Calais ‘Jungle’ empties as demolition crew move in

Migrants gather around a bonfire to warm up in the “Jungle” migrant camp in Calais, northern France, on Monday at sunset during the full evacuation of the Calais “Jungle” camp, in Calais, northern France.French authorities began moving thousands of people out of the notorious Calais Jungle on Monday before demolishing the camp that has served as a launchpad for attempts to sneak into Britain. AFP photo

Workers were set to begin demolishing the notorious Calais “Jungle” camp yesterday as a second batch of migrants boarded buses under a massive operation to clear the squalid settlement, reports AFP.
More than 1,900 left the slum on Monday, ahead of work to tear down the makeshift shelters and eateries in the camp that has become a symbol of Europe’s refugee crisis.
Some 400 youngsters are being provisionally housed in shipping containers in a part of the Jungle where families had been living, Interior Minister Bernard Cazeneuve said Monday.
An estimated 6,000-8,000 people, mainly Afghans, Sudanese and Eritreans, have been living in dire conditions in one of Europe’s largest shantytowns in the hope of sneaking into Britain. Early Tuesday, scores of minors awaited their turn to be interviewed by French and British officials.
Among them was Alaa, a 17-year-old from Iraq’s second city Mosul, who said he fled his country with his 25-year-old brother when the Islamic State group launched its offensive into northern Iraq in 2014.
“We had no choice but to flee,” he said. “If they want to kill you they kill you.”
But life in the Jungle has been “really horrible,” he said. “I had my phone stolen, I was beaten, I was threatened.”
His brother managed to sneak into Britain and join an uncle there, but Alaa stayed back because “it was far too frightening and dangerous.”

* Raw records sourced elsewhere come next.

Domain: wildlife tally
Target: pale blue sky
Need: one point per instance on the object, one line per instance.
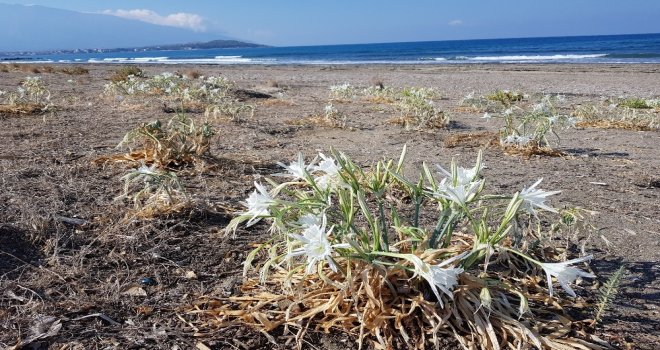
(310, 22)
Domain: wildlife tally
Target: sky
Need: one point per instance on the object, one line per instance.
(316, 22)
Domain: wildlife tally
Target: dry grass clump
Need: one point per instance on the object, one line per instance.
(217, 97)
(478, 139)
(505, 97)
(181, 142)
(21, 109)
(418, 111)
(273, 83)
(75, 70)
(401, 263)
(532, 149)
(123, 73)
(31, 97)
(616, 117)
(635, 102)
(154, 192)
(192, 74)
(331, 117)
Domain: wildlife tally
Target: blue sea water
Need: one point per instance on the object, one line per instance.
(634, 48)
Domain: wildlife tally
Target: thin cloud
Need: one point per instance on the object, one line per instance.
(180, 19)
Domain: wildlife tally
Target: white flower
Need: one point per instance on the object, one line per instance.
(464, 176)
(327, 165)
(309, 220)
(539, 107)
(516, 140)
(258, 204)
(297, 169)
(460, 194)
(533, 197)
(330, 170)
(330, 109)
(316, 246)
(147, 170)
(438, 277)
(565, 274)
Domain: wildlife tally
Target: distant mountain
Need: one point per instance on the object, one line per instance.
(38, 28)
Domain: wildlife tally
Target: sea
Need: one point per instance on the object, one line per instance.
(602, 49)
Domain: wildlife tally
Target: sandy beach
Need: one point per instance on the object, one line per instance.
(51, 267)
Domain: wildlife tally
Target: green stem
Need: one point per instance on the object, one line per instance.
(383, 222)
(418, 203)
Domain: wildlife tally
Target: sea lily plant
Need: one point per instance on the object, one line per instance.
(399, 261)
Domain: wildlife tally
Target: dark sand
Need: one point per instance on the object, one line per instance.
(55, 269)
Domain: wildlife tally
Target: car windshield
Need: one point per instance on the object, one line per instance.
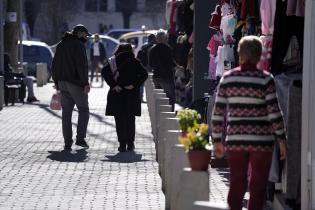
(36, 54)
(109, 45)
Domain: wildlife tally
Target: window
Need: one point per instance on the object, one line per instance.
(91, 5)
(103, 5)
(96, 5)
(130, 5)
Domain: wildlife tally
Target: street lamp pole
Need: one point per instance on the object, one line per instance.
(1, 35)
(20, 34)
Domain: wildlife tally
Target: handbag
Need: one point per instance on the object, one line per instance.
(55, 102)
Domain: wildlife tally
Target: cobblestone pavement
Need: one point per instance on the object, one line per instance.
(36, 174)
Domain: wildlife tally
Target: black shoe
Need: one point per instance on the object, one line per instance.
(131, 147)
(122, 148)
(67, 147)
(82, 143)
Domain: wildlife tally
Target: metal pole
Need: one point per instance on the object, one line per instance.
(1, 35)
(20, 34)
(308, 112)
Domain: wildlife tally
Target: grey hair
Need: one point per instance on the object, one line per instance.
(250, 49)
(161, 36)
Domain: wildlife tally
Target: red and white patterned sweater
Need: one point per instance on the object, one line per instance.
(254, 119)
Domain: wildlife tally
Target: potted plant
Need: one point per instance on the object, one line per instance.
(196, 144)
(187, 118)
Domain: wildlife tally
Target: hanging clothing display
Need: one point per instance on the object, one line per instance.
(284, 28)
(225, 54)
(215, 18)
(214, 43)
(172, 21)
(265, 61)
(247, 9)
(267, 14)
(212, 68)
(228, 24)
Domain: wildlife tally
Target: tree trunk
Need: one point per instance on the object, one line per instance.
(11, 32)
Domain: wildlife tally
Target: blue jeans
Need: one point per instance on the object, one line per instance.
(73, 95)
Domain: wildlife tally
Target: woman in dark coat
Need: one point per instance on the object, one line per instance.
(124, 74)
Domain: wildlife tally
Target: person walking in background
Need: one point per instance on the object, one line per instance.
(162, 63)
(143, 56)
(124, 74)
(27, 81)
(97, 57)
(70, 74)
(255, 123)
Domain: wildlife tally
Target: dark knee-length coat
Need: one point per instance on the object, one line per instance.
(130, 72)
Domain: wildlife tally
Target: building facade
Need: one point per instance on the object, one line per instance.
(97, 15)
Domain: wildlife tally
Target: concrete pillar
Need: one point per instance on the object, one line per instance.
(194, 186)
(179, 160)
(202, 35)
(157, 109)
(41, 74)
(169, 124)
(1, 92)
(161, 134)
(170, 140)
(207, 205)
(153, 110)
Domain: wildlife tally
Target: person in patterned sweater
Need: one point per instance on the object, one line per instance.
(254, 124)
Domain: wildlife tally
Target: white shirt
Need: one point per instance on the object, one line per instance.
(96, 49)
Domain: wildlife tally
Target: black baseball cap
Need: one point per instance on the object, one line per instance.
(80, 28)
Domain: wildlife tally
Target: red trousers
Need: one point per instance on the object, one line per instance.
(239, 162)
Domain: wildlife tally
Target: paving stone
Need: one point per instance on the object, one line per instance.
(36, 174)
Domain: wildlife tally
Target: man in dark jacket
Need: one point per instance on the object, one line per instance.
(162, 63)
(70, 74)
(97, 56)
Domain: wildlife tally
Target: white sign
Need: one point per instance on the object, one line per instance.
(11, 17)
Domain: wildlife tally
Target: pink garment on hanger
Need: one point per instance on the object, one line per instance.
(212, 68)
(214, 43)
(191, 38)
(168, 8)
(248, 9)
(267, 13)
(265, 59)
(296, 8)
(172, 18)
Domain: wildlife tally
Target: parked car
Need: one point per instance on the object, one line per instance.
(109, 42)
(137, 39)
(116, 33)
(36, 52)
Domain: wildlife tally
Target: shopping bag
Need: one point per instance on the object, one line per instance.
(55, 103)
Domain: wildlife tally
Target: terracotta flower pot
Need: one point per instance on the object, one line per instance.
(183, 134)
(199, 160)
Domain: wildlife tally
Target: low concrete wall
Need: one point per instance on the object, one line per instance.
(179, 160)
(207, 205)
(1, 92)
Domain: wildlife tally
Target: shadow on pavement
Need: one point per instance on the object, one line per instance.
(125, 157)
(68, 156)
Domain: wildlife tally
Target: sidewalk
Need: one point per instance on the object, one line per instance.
(35, 174)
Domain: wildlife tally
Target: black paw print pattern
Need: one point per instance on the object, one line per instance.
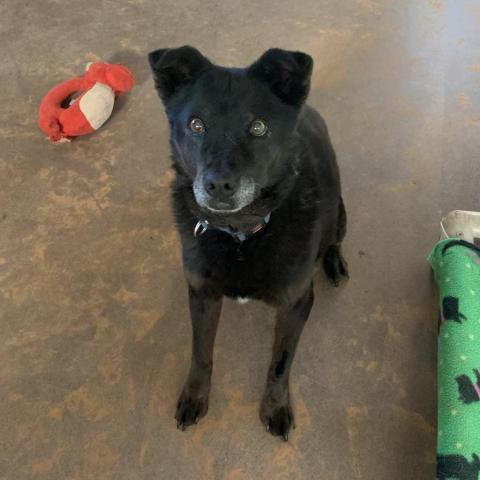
(457, 467)
(451, 310)
(469, 392)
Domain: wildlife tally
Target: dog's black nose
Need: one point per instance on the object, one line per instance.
(219, 186)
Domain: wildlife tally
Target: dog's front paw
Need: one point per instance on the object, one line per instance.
(277, 417)
(190, 409)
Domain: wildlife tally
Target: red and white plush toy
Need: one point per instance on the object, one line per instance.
(90, 101)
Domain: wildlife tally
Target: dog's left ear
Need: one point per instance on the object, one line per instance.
(174, 67)
(287, 74)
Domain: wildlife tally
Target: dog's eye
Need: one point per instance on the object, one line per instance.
(258, 128)
(196, 125)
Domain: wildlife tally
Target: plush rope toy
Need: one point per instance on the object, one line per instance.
(83, 104)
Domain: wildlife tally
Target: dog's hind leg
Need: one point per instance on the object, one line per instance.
(334, 264)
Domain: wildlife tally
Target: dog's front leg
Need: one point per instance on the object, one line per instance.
(276, 412)
(205, 307)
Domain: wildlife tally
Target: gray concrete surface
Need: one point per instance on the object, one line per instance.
(93, 317)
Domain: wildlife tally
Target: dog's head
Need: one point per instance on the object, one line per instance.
(232, 129)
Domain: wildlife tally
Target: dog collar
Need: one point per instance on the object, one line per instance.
(202, 226)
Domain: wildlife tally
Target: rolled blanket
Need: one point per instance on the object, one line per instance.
(456, 265)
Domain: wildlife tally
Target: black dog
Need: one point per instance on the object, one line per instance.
(257, 201)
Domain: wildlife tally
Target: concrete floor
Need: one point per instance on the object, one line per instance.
(95, 329)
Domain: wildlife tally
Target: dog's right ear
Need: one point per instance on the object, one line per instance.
(174, 67)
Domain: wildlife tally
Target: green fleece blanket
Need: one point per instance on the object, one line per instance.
(456, 265)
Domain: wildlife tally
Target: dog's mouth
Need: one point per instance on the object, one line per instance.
(222, 208)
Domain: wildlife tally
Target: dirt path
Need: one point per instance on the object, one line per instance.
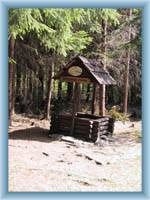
(39, 163)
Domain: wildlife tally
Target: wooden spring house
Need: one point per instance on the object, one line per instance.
(88, 126)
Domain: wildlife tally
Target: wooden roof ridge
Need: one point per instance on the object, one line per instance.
(100, 75)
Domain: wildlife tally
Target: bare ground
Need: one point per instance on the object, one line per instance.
(39, 163)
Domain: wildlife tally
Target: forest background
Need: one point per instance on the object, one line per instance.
(42, 41)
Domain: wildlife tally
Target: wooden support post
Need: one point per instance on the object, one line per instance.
(102, 100)
(76, 105)
(93, 99)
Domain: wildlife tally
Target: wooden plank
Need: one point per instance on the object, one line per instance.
(93, 99)
(75, 79)
(75, 105)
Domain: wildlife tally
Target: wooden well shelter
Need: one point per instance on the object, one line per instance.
(89, 126)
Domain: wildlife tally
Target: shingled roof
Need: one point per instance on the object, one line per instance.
(92, 72)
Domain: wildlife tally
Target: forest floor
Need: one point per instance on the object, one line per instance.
(39, 163)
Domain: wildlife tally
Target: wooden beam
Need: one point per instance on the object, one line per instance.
(93, 100)
(75, 79)
(76, 105)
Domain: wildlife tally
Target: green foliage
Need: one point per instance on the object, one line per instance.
(114, 113)
(11, 61)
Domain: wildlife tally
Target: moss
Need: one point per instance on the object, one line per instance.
(115, 114)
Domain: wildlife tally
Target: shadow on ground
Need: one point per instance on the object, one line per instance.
(35, 133)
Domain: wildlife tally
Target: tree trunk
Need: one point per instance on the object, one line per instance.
(11, 80)
(50, 85)
(126, 81)
(102, 88)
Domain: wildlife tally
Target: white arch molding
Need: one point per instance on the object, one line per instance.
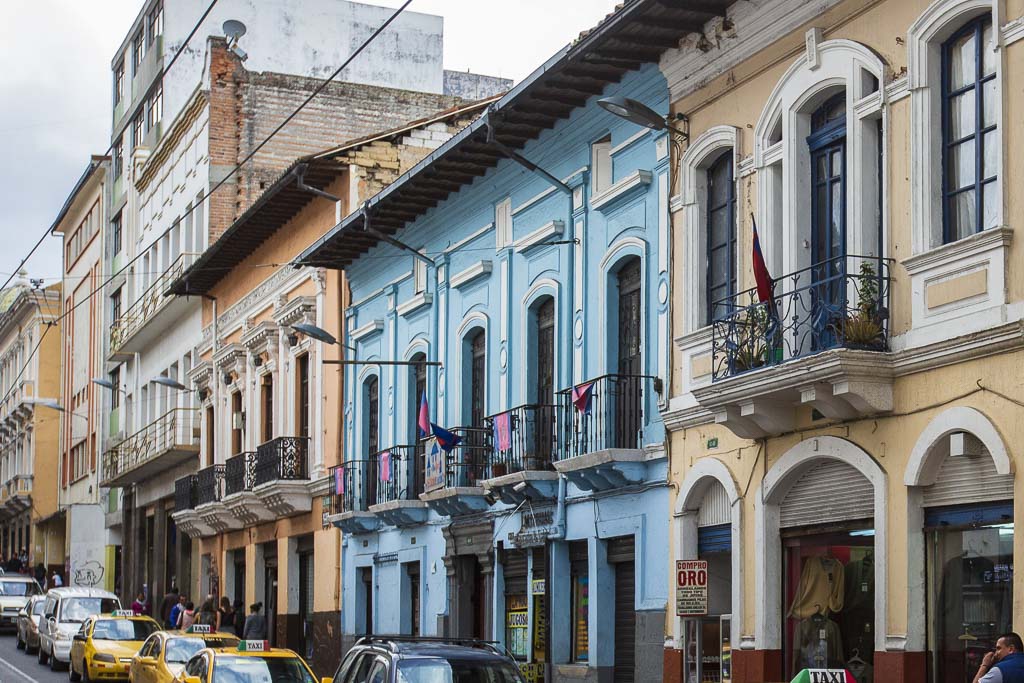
(768, 558)
(704, 473)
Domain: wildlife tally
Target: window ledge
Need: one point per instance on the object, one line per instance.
(421, 300)
(471, 274)
(625, 187)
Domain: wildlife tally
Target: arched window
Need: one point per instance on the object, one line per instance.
(971, 145)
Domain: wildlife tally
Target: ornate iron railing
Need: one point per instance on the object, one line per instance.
(282, 459)
(185, 493)
(173, 429)
(840, 303)
(152, 300)
(603, 413)
(210, 482)
(524, 438)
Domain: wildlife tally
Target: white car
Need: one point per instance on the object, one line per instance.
(64, 612)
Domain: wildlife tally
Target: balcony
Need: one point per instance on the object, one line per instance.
(210, 495)
(165, 442)
(282, 476)
(454, 481)
(395, 481)
(240, 501)
(817, 345)
(152, 312)
(347, 505)
(601, 431)
(521, 461)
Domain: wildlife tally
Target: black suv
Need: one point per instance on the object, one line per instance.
(417, 659)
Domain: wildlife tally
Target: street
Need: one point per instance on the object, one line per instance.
(16, 667)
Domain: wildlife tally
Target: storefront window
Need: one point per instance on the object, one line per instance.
(970, 579)
(829, 602)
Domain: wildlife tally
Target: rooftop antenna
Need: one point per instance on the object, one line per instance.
(233, 30)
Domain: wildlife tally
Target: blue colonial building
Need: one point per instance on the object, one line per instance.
(518, 280)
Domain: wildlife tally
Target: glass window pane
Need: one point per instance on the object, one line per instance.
(963, 215)
(962, 66)
(990, 158)
(960, 166)
(989, 103)
(962, 116)
(987, 51)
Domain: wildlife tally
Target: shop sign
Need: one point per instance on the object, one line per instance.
(691, 588)
(433, 466)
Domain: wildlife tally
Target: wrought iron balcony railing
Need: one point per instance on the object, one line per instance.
(210, 482)
(524, 438)
(240, 473)
(281, 459)
(840, 303)
(172, 430)
(152, 301)
(185, 493)
(603, 413)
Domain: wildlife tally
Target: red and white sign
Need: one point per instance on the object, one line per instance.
(691, 588)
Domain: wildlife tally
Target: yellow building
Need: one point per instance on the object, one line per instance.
(31, 524)
(844, 441)
(270, 427)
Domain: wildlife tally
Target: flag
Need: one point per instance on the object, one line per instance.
(761, 276)
(423, 422)
(583, 397)
(445, 439)
(503, 431)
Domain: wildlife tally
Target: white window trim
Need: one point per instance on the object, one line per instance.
(924, 48)
(693, 165)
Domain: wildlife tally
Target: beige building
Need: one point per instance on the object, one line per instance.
(30, 420)
(844, 443)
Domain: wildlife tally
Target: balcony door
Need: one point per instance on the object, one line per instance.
(827, 148)
(626, 388)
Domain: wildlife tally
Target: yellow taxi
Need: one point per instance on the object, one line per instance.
(165, 653)
(103, 647)
(250, 662)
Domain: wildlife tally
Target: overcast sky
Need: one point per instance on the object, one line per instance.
(55, 89)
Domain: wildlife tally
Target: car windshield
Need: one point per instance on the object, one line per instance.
(22, 589)
(457, 671)
(260, 670)
(79, 609)
(179, 650)
(114, 629)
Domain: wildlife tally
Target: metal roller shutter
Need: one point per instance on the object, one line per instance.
(965, 479)
(828, 492)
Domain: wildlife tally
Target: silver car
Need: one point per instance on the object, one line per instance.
(14, 592)
(28, 625)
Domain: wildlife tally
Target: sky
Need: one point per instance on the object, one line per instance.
(55, 90)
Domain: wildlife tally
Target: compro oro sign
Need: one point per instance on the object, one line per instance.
(691, 588)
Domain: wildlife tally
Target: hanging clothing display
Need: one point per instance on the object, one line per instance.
(820, 590)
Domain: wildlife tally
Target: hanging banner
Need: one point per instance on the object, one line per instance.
(433, 466)
(691, 588)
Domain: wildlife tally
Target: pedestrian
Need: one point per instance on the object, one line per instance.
(1005, 664)
(167, 605)
(255, 624)
(225, 616)
(175, 615)
(187, 616)
(139, 605)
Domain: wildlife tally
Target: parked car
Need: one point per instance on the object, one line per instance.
(14, 592)
(28, 624)
(390, 658)
(64, 612)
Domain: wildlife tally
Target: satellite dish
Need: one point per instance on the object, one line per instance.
(233, 30)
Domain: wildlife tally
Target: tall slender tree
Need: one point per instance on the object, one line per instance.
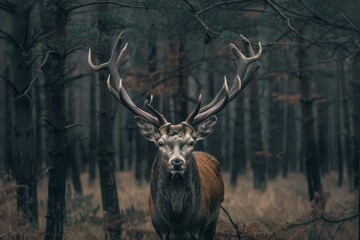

Cazeneuve said all unaccompanied minors “with proven family links in Great Britain” would eventually be transferred across the Channel.
‘We’re doing their work’
Britain has taken in nearly 200 teenagers over the past week, but the transfers were on hold Monday.
British interior minister Amber Rudd said London was contributing up to £36 million (40 million euros, $44 million) towards the operation to clear the camp.
The head of France’s refugee agency, Pascal Brice, had harsh words for Britain’s role on Tuesday. “We’re doing their work for them,” he said on French radio, reiterating calls for Britain to take in the Jungle’s minors.
Britain and France signed the so-called Le Touquet accord, which effectively moved Britain’s border with France to the French side of the Channel, in 2003.
Christian Salome, head of the Auberge des Migrants (Migrants’ Hostel) charity, said the transfer process was “working well” but he feared around 2,000 people “still want to reach England.” The French interior ministry dismissed that figure as exaggerated.